The humility that Brand describes as central to this practice is not a personality quality. It is an epistemic position. Nobody, she observes flatly, has been to the future and back. This sounds obvious, but it cuts against a powerful cultural current — the dashboards, the predictive analytics platforms, the confident scenario tools that the intelligence and business sectors sell to organizations that are hungry for certainty. Brand's critique is not that data is useless; it is that data is always a picture of the present and the past, never of the future, and that leaders who mistake their models for maps are not navigating complexity, they are performing control. The more perspectives you bring to a question about the future, she argues, the more you recognize how genuinely plural the possibilities are. That recognition — that the future is not one thing narrowing to a point, but many things opening outward — is not paralyzing. It is the condition of genuine strategic flexibility.

For agri-food leaders, the practical implication is this: the sectors facing the most acute compounding risks are also the ones most culturally disposed toward single-scenario thinking. The farmer who distrusts regulatory overreach and the epidemiologist who trusts the disease model are, in different ways, both holding too tightly to a single frame. Brand's argument is that neither frame is wrong — they are both partial. Meeting people where they are, as she describes it, means taking seriously the worldview that someone has built from lived experience, while also gently expanding the aperture of what they are willing to consider possible. Not by arriving with pre-baked futures, but by asking what futures are already in their heads. The conversation, done well, becomes the foresight exercise.

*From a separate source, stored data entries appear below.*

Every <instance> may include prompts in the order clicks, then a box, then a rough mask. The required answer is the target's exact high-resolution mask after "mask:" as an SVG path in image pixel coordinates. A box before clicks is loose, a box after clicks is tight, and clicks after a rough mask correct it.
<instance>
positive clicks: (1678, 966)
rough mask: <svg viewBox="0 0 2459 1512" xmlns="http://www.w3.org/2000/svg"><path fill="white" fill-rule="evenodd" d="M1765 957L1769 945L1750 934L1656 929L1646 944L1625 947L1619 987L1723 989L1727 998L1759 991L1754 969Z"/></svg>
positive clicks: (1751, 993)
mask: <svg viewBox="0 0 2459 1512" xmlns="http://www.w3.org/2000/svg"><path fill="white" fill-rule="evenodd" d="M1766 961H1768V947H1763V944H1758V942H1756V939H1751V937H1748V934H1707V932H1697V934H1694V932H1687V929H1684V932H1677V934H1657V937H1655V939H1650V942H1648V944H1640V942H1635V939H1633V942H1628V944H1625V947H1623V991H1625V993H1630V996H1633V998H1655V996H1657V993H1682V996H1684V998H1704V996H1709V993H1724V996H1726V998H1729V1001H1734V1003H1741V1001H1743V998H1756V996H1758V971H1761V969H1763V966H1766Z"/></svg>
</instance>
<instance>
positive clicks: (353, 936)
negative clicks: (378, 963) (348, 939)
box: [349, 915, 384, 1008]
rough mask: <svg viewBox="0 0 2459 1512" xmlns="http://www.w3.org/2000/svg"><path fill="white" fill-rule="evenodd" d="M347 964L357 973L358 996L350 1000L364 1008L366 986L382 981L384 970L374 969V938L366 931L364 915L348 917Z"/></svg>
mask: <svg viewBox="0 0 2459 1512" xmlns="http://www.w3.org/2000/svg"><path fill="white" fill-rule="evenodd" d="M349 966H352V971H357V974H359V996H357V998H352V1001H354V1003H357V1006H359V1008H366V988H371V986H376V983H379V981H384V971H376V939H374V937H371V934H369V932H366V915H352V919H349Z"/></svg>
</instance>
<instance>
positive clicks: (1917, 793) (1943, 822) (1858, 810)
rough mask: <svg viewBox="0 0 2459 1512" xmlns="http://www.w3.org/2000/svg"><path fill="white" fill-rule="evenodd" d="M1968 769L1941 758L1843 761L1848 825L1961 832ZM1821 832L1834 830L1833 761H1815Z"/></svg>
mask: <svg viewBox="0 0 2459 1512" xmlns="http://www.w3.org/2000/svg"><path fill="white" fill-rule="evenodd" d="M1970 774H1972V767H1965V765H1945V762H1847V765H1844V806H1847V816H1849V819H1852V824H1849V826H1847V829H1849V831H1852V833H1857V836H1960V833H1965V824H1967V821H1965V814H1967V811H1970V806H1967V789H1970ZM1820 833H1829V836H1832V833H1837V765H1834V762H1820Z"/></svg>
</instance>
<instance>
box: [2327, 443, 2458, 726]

What Brand is ultimately describing is a different theory of what leadership is for. Not the execution of a chosen strategy, but the cultivation of an organization's capacity to move intelligently through multiple, unresolved possibilities. Strategies, she suggests, might be better written as story collections — multiple narratives of plausible futures, each with its own cast of characters and its own logic — than as action plans. This is not whimsy. It is a more honest account of what leaders are actually navigating. The future is not a destination being approached. It is being written, in real time, by the decisions that are made and not made today. That is a demanding thing to hold onto. It is also, as Brand would say, the only epistemically honest position available to anyone who takes the future seriously.